Article content
Toronto-Dominion Bank is facing a cap on future asset expansion in the United States and is being fined about US$3 billion for failing to monitor activities linked to money laundering, according to the U.S. Department of Justice and other regulators.
The Toronto-based lender has put aside more than US$3 billion for the fines in the past few quarters, but the reported restriction in the growth of its U.S. retail business took some analysts by surprise.
Article content
“This would represent a negative surprise to our base case review, especially given TD’s high level of regulatory cooperation, significant anti-money laundering investments and recent CEO succession announcement,” Matthew Lee, an analyst at Canaccord Genuity Group Inc., said in a note on Thursday.
The market was becoming “increasingly comfortable with the thought that there would not be any growth restrictions placed on TD,” Jefferies Securities Inc. analyst John Aiken said in a note, so the latest development is a “negative surprise.”
TD declined to comment, but it will be hosting a conference call with investors on Thursday.
Talks about the outcome regarding the investigation against TD have dominated Bay Street this year. The bank reported a rare loss in its last quarterly results as it had to keep aside US$2.6 billion to cover any expected fines from the anti-money laundering probe. That is on top of the US$450 million it set aside in April.
This was followed by TD announcing a successor last month for current chief executive Bharat Masrani, who accepted full responsibility for the anti-money laundering challenges that TD faces. Raymond Chun, TD’s group head of Canadian personal banking, will lead the bank from April onwards.
Article content
Details about the extent of the asset cap on TD remain unclear, but Lee compared it to the cap placed on Wells Fargo & Co. in 2018 that prevented it from growing beyond its US$1.95-trillion base.

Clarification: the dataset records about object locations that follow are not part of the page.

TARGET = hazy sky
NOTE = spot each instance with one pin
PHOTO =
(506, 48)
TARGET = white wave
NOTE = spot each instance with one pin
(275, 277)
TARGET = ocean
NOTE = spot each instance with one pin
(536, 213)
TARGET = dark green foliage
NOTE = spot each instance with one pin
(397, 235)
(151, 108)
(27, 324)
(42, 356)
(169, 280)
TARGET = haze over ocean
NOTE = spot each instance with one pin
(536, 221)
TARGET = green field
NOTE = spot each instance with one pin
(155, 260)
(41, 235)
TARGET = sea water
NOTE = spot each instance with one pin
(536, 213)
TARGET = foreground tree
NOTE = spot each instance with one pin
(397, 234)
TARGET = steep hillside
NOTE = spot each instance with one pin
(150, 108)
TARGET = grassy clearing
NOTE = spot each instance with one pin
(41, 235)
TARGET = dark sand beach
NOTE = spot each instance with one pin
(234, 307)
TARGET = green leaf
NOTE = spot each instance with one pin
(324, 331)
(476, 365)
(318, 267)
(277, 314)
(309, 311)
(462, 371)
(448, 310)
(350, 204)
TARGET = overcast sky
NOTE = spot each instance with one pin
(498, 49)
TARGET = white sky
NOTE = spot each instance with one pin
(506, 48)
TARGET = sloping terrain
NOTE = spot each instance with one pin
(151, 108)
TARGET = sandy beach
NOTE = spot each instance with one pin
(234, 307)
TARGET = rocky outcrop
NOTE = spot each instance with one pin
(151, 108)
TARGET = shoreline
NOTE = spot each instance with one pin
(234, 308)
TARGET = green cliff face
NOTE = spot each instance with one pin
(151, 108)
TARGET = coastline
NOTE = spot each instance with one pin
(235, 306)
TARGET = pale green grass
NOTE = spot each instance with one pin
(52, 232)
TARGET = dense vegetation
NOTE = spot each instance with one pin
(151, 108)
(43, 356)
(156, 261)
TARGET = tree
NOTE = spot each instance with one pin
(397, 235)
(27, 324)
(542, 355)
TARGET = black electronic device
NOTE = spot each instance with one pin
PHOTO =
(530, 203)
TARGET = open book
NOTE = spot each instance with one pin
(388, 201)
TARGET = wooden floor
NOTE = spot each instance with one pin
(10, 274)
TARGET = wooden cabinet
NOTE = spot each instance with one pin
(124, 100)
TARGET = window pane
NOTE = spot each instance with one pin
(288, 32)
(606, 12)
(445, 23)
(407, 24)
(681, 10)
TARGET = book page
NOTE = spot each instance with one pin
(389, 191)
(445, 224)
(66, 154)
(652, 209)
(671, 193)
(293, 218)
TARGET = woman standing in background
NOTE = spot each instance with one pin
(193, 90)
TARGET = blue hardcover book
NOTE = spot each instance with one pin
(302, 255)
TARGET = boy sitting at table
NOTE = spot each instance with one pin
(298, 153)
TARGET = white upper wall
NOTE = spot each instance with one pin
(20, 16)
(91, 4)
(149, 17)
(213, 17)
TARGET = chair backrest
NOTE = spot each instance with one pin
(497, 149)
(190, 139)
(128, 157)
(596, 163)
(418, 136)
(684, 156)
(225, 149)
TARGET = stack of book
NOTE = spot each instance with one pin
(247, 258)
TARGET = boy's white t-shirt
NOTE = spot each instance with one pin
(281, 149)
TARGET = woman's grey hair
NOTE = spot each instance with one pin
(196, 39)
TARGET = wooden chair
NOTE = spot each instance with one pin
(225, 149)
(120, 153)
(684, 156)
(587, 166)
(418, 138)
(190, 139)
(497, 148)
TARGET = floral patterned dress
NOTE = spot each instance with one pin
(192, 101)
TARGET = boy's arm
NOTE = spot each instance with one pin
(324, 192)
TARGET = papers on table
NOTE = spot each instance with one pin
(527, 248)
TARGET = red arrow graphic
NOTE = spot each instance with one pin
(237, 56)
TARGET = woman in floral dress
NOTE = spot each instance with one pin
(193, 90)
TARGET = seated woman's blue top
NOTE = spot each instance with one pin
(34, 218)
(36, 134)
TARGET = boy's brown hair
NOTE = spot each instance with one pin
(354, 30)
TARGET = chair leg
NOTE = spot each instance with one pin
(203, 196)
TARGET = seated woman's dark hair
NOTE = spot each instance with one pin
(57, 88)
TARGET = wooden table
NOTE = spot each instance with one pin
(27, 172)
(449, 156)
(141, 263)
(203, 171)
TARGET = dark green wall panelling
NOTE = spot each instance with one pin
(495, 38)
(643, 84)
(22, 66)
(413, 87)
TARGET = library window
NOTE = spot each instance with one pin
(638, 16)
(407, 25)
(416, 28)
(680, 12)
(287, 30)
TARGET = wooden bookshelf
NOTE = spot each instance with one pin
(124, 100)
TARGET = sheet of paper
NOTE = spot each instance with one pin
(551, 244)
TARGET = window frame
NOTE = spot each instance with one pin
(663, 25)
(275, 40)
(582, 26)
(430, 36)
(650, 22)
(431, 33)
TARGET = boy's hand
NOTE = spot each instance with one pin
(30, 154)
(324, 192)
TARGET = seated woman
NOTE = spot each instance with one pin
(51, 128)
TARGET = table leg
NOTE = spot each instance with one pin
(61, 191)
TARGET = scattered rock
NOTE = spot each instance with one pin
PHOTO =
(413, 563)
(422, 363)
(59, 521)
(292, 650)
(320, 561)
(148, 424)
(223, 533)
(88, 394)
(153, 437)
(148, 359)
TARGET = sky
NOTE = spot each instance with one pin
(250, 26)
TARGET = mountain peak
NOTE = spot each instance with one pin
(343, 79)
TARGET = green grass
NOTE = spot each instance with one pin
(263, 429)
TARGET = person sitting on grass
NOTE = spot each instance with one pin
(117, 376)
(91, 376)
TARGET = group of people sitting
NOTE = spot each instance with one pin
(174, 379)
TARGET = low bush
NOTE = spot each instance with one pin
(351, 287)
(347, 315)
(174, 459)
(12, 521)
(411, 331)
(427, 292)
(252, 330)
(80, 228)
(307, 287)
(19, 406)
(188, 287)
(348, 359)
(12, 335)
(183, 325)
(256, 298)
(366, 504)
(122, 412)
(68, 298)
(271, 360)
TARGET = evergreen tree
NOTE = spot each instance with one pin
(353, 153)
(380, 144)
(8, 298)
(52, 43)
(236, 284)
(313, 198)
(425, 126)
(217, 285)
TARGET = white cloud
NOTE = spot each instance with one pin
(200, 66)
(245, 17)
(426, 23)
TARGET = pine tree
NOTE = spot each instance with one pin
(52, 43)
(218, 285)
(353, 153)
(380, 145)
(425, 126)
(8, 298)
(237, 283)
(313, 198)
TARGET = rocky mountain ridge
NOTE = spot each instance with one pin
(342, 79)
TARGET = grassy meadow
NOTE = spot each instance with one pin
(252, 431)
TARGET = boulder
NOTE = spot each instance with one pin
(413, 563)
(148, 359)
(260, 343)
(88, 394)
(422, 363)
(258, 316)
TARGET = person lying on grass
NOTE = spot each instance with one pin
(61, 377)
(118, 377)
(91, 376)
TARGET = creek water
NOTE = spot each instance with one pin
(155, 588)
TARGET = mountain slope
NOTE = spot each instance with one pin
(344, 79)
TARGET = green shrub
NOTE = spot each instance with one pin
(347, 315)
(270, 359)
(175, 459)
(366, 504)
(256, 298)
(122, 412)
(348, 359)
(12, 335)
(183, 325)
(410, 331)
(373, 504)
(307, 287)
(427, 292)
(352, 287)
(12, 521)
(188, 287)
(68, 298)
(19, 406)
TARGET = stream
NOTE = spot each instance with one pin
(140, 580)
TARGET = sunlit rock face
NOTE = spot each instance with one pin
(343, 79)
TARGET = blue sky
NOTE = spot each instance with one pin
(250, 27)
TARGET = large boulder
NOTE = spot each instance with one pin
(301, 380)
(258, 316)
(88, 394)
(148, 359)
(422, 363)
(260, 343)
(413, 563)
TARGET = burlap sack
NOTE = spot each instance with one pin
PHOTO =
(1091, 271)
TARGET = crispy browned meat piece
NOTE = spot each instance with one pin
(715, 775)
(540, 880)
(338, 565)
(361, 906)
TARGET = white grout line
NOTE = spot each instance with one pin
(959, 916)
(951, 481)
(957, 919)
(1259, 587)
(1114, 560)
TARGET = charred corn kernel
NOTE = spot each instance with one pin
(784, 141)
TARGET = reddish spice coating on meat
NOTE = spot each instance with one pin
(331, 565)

“With that said, we do not necessarily view a U.S. asset cap as a ‘deal breaker’ for TD,” he said.
That’s because TD has further room to grow its loan book in the U.S. without adding more assets and also because the U.S. business is not the bank’s only area of growth, with retail banking representing 35 per cent of total earnings, the analyst said.
Lee said much of the fear around TD’s money laundering challenges is already priced into its shares, which are trading at a “meaningful discount” compared to its peers.
Aiken, however, said TD will need to find a new avenue for growth from its “traditional reliance on U.S. retail banking.”
Analysts at Fitch Ratings Inc. said in a webinar last month that it expects TD to remain on the sidelines for any mergers and acquisitions in the coming months due to its money laundering issues, but it doesn’t expect the bank to make a “hasty retreat” from the U.S.
Of the Big Six banks, TD is the only bank that Fitch has a negative outlook on.